Saturday, October 15, 2005
The Wicker Man
In 1981, I, your humble librarian, made the first of several appearances as a contestant on an experimental TV game show entitled SCREEN TEST. While that in itself is a fascinating story, today we're dealing with what I answered when the host inquired as to my favorite movie. In retrospect, I should have gone with a classic or at least something then current. After all, this was television. I should have catered to the masses. Instead, I told the truth. My favorite film was, and is, THE WICKER MAN. I then took up about five minutes attempting to explain it succinctly.
When it first came out...barely in the US...I paid little attention to it. It wasn't until a few years later when the legendary film magazine CINEFANTASTIQUE devoted nearly an entire issue to it's greatness and it's legendary travails that I added it to my rather eccentric list of FilmsIalwayswantedtosee. As you can see from the newspaper ad here, it did finally play in my area...but I still missed it! I eventually saw a "restored" version at a rep house theater and later managed to get this long...but still incomplete...version on tape from a rare cable appearance.
You see, that's just it. By the time it was only a few years old, THE WICKER MAN was very nearly a "lost" film. Designed as a vehicle for Christopher Lee who was tired of silent but menacing appearances as Dracula, the film was written by Anthony Schaffer who had scripted Hitchcock's FRENZY and the popular play and movie, SLEUTH. As such, it was bound to be a puzzle and it is. The plot falls neatly into place (well, to be honest, how neatly depends on which version you're watching) but takes a number of twists along the way. The intelligent screenplay works on multiple levels as it educates the viewer about pagan ritual and custom. The more you learn as the film goes on...or the more you bring to the film in the first place...the more it all falls into place. Pretending to be a standard mystery story, Edward Woodward, later known on American TV as THE EQUALIZER, is a Christian Scottish police sargeant investigating the reported disappearance of a young girl at a self-sufficient Pagan community located on beautiful but mysterious Summerisle...where things are not as they seem. Are they?
Unexpectedly THE WICKER MAN, directed by Robin Hardy, is filled with great photography, beautiful songs and score and quite a bit of philosophy. Who is the villain here? Lord Summerisle, charismatically played by Christopher Lee with the wildest hairdo of his long and splendored career? By the end of the movie, your perceptions may change. The picture celebrates sexuality in a way no other film has and yet the only actual sex scene is between two snails! You'll remember Britt Ekland's (and her body double's) nude scene but note also her lovely performance here. It's all just...well...unexpected! The film's ending, although telegraphed by the title and led to almost directly in the picture, is still a shock the first time you see it! An amazing, unique horror film.

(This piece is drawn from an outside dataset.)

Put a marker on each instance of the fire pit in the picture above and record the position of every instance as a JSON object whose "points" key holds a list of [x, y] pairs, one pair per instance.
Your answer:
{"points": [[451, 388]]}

The saga of THE WICKER MAN's problems is covered in some depth in the documentaries on the special DVD release (which contains the original theatrical version as well as the better, restored, corrected version) as well as in a book that we don't yet have here at the Library. It is a cult film among horror fans and is praised in Neo-Pagan circles. The soundtrack sells well now that it has finally been released and, as with just about every classic movie, somebody thinks they can do it better as it is curretly being remade with Nicolas Cage as the policeman and Ellen Burstyn (!) as a variation on the Lee character. Hopes are not high but who knows? I didn't think I'd like the original at first, either, remember?
Always like to find out more about this movie. Where and when is this ad from? Thanks.
ReplyDeleteFor more info on the movie, check out the Facebook group here:
https://www.facebook.com/groups/29082840986/about/
Not sure when but I clipped it myself from THE CINCINNATI ENQUIRER. It might have been a re-release as the theaters mentioned in the ad didn't open until 1974.